実務では、ほとんどの実際のデータ収集タスクが両方を含みます。まずサイトをクロールして関連するすべてのページURLを発見し（たとえばあるカテゴリ内のすべての商品リスト）、次にそれらのページをスクレイピングして実際のデータを抽出します。両方を1回のパスで行うことも可能ですが、2つの別々の段階に分けるのが、特に複雑なサイトでは賢いアプローチであることが多いです。クローリングの段階はクリーンなURLリストを生成し、スクレイピングの段階はそのリストを処理してコンテンツを抽出します。この分離には実用的なメリットがあります。各段階を独立して実行でき、ジョブ全体をやり直さずに失敗だけをリトライでき、スクレイピングの段階を多数のページにわたって並列化できます。これは大規模な収集を大幅に高速化します。

## Octoparseでの両対応

Octoparseは、専用のAI搭載モードでこの両面に対応します。
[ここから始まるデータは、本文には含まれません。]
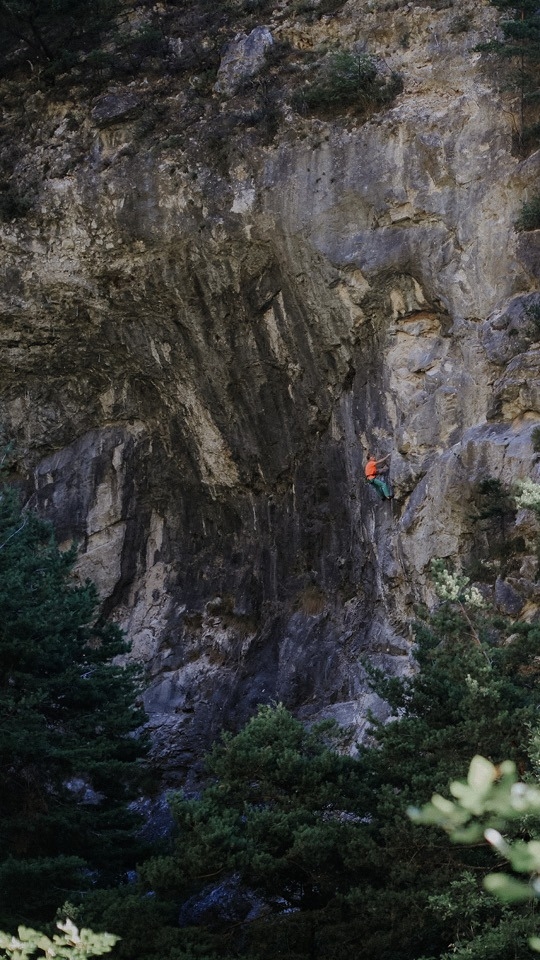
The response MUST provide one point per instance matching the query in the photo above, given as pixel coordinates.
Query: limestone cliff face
(195, 360)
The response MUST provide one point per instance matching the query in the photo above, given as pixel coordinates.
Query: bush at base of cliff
(70, 759)
(347, 80)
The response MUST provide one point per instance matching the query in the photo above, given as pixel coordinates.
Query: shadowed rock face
(194, 366)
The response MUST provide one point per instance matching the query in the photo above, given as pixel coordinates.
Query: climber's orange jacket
(371, 469)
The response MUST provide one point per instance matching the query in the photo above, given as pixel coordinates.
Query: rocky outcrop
(195, 362)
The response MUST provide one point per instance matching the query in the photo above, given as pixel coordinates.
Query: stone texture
(242, 58)
(195, 360)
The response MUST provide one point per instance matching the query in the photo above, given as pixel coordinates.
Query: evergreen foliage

AI Crawl機能は発見の段階を担い — サイトのリンク構造を解析して、[ページネーション](/docs/jp/academy/handle-pagination)、カテゴリ、ネストされたページにまたがる対象URLを収集するワークフローを自動生成します。AI Scrape[テンプレート](/docs/jp/platform/templates)は、それらのURLを受け取って各ページから構造化データを抽出します。これらを連携しつつも独立した2つのタスクとして扱うことで、ユーザーはOctoparseの並列実行インフラを活用できます。URLリストさえ用意できれば、数百〜数千ページを順次ではなく[クラウド上で同時にスクレイピング](/docs/jp/academy/cloud-web-scraping)でき、丸一日かかるような作業が数分で終わります。

## まとめ

クローリングとスクレイピングは、同じパイプラインの2つの段階だと考えてください。まずクロールして対象リストを作り、次にスクレイピングしてデータを取得します。両者を分けておくことで、より高い制御性、より良いエラー処理、そして抽出段階を水平方向にスケールさせる能力が得られます — これは数千、数百万ページを抱えるサイトを扱うときに大きな意味を持ちます。